Blog

How Online Divorces Fail

May 3, 2018

We live so much of our love lives online: meet our match, announce our relationship status, evite friends to showers and weddings, get gifted with online registers, and plan honeymoons through brand-name travel sites.

What about legally ending a marriage online? It sounds very appealing and blessedly impersonal. Everyone dreads the messiness of he said/she said, the costs of legal fees, and the elongated pain and drama depicted in the epic movie “The War of the Roses.”

The fundamental problem with online divorces is that marriage is a legal relationship that carries legal rights and duties with it. Undoing that legal relationship is complex. You do not want to wake up years later to find that the IRS or some other creditor has not been successfully dealt with by your divorce agreement and that the liability is still knocking at your door. Worse yet, you do not want to find that car or boat that you agreed to give up was involved in a major crash with your ex at the wheel and your name still on the title.

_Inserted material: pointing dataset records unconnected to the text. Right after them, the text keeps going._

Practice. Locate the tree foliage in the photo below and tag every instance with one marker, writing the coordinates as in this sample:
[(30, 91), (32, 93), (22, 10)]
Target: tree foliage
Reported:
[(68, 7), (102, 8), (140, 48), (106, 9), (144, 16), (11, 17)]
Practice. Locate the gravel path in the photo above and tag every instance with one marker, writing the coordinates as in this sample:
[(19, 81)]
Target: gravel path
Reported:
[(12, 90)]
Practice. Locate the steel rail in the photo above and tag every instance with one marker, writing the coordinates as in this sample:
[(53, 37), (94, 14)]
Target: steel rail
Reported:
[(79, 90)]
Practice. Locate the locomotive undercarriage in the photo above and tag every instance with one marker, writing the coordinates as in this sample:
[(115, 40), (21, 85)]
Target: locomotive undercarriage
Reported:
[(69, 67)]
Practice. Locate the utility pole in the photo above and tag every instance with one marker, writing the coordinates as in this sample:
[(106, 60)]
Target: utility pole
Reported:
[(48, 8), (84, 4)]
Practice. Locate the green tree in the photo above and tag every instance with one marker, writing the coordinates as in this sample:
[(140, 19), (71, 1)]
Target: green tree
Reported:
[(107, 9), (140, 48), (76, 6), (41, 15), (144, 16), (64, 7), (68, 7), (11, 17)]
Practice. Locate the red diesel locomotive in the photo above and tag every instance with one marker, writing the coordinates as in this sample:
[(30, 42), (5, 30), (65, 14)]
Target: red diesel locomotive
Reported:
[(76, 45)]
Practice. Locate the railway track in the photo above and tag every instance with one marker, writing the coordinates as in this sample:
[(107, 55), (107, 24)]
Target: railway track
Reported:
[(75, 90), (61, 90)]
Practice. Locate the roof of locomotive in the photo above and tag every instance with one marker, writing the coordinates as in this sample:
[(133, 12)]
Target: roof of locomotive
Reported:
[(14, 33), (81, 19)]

You may think lawyers are biased against online divorces because they are taking business away, but that is not true. The fact is that many of the online attempts to divorce create complicated clean-up work for lawyers. Divorce procedures themselves differ from state to state and sometimes county to county, so the one size fits all model can frustrate and even sabotage your attempts to be civil and efficient.

Somewhere between too much war and too risky a peace, there are good divorce solutions. Choose your attorney carefully and work with them proactively to have the best outcome for you and your children. Be assured that the largest percentage of cases do settle. “The War of the Roses” was just a movie. Most couples will never experience that kind of drama.